Механически, как уже тысячи раз в жизни, она переворачивала лук на сковородке, чтоб корочка была чуть заметной, золотистой, и вдруг случайно, посмотрев в тёмное, ещё не зашторенное окно, увидела себя, как в зеркале.

Только она ли это? На неё смотрела пожилая, скорее даже старая женщина, растрёпанная, волосы, окрашенные когда-то в тёмно-русый цвет, отрастали серым, седым, безжизненным, лицо, хоть и не было ещё морщинистым, как-то сжалось, кожа на щеках была вялой, веки устало нависали на глаза.

Сбросив лук в кастрюлю, Ирина подошла к зеркалу в коридоре и стала опять рассматривать себя.

“Вот чудно, – вздыхала она про себя, проводя рукой по щеке,– я всё та же, я же знаю, что Я это Я, но нет, это не я”.

Она вернулась на кухню, убавить огонь и закрыть штору и засмотрелась на фонарь за окном, на вечерние силуэты и вспомнила вдруг, что когда-то уже стояла так, разглядывая темноту улицы, и какой-то военный крикнул ей, не подскажет ли она, где квартира и назвал их номер. Она удивилась и испугалась – к соседям что ли, а если к ней, с фронта, от Алексея. Не случилось ли чего?

А когда открыла дверь и увидела его близко, выбритого, подтянутого, надушенного одеколоном и узнала, что с Алексеем всё в порядке, обрадовалась.

Достала из буфета вчерашние оладьи из картофельных очистков, вскипятила воду.

Её не насторожила бутылка, которую гость поставил на стол.

Наверно, так принято,– подумала она.

Потом потянулись длинные разговоры, сначала ей интересно было, потом насторожилась: почему он у неё всё об Алексее выспрашивает, о его родителях, братьях.

А когда сказал: “У меня на твоего жениха дело заведено. От тебя зависит – в штрафбат ему идти или нет”, – в дрожь бросило.

“Я фотографию твою ещё там видел,  мне, такие как ты, нравятся, хочешь, женюсь на тебе, если с фронта вернусь” и загоготал противно.

Ирина тогда пыталась шутить, только военный этот смотрел на неё без улыбки и даже как-то сурово, будто обвинял в чём-то.

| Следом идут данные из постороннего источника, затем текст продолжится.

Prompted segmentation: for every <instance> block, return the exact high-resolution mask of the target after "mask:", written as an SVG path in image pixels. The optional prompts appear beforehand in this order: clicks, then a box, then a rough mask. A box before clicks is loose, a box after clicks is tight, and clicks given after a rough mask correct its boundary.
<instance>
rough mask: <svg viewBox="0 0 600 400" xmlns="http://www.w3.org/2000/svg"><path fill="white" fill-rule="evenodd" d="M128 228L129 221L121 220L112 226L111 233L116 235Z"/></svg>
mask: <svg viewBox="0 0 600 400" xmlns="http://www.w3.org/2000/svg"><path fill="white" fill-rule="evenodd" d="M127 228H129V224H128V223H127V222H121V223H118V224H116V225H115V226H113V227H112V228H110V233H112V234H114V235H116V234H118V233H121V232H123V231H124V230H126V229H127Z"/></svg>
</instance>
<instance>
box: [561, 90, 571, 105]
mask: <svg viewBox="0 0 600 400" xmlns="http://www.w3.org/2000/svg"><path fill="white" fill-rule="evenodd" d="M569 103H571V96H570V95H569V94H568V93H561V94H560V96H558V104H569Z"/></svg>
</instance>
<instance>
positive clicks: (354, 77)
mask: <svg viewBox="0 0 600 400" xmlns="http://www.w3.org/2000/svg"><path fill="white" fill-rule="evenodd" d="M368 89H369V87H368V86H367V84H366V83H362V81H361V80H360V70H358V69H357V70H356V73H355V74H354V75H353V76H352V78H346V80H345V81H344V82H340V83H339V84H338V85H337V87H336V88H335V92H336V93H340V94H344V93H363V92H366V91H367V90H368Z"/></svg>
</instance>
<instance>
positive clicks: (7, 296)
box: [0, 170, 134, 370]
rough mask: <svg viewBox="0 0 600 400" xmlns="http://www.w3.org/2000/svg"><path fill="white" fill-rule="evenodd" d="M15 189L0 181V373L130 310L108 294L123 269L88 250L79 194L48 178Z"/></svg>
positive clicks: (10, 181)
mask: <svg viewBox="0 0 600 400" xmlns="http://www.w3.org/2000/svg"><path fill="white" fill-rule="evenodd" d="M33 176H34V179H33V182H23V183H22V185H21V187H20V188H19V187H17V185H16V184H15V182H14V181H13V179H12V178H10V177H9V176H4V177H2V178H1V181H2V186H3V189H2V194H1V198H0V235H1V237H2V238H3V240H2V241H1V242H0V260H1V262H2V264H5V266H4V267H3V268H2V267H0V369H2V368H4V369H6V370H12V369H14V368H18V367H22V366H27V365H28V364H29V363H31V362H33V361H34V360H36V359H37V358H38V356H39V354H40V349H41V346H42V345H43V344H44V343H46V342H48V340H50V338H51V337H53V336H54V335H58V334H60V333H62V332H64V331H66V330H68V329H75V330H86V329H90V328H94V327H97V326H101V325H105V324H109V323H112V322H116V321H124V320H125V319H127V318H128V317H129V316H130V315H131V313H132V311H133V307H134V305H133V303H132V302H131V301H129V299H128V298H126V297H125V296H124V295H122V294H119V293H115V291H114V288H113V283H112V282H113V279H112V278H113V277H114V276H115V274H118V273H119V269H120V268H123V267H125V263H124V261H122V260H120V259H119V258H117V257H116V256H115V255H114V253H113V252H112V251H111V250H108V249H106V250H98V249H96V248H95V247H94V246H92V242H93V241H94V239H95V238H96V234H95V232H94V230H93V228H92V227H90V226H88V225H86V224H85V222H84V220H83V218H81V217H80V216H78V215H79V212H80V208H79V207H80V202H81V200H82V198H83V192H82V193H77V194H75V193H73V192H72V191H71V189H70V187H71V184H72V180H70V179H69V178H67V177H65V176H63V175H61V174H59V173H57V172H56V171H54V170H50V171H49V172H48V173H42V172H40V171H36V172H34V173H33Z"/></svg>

Когда перевалило за двенадцать, а он всё сидел и всё говорил одно и то же и становился всё злее и злее, а один раз даже рукой по столу стукнул,  Ирина стала его выпроваживать, говорила, что сейчас отец с дежурства вернётся, что у них ему никак нельзя, негде, он совсем озлился и сказал:

– Здесь мне постелешь.

И показал на отцовскую кровать, за занавеской, будто знал, что отец только утром придёт. Она и постелила, а сама на диване легла, не раздеваясь. Ночь прошла тяжело. Вспоминать о ней она себе запретила.

Утром, когда Ирина проснулась, ей сразу же в глаза бросилось – что-то не так, не опрятно как-то. Бумажки разорванные валяются, на столе записка “Я своё обещание выполнил. А дождёшься – женюсь”.

Сундук был открыт, в нем не было ни туфель новых, ещё до войны купленных, ни отреза.

Про отрез и туфли она сразу же Алексею написала.

А он ей после этого на письма не отвечал долго, почти год.

“Ничего себе, – подумала Ирина, – сорок лет прошло, а я всё ворошу.

В кухню вошла дочь.

– Чего это он? – спросила она, показав глазами на дверь комнаты, за которой на диване лежал Алексей.

– А чёрт его знает, – зло ответила Ирина, а потом, уже добрее, – борщ готов. Будете?

– Сейчас у Сашки спрошу.

– И отца позови.

Алексей вышел к столу нехотя, лицо у него было несвежее, сероватое и недовольное.

Вошёл и Сашка, зять, как всегда с какой-то кривой ухмылкой.

– А Танюшка?

– Спит.

Ирина разливала борщ.

– Мне чуток плесни, – сказал Алексей.

– Почему же чуток. Смотри, какой наваристый. Поел бы, а то вон тощаешь всё.

– Больно жирный он у тебя.

– Поешь, Алёшенька, – неожиданно нежно и будто просяще, – сказала Ирина, – я ведь для тебя старалась.

– Ну, если для меня, тогда поем, – сказал Алексей как-то грустно.

Ирина посмотрела на его редкие волосы, на лицо, какое-то-то уставшее и больное, и там, где она предполагала у себя душу, что-то растревожилось и задрожало.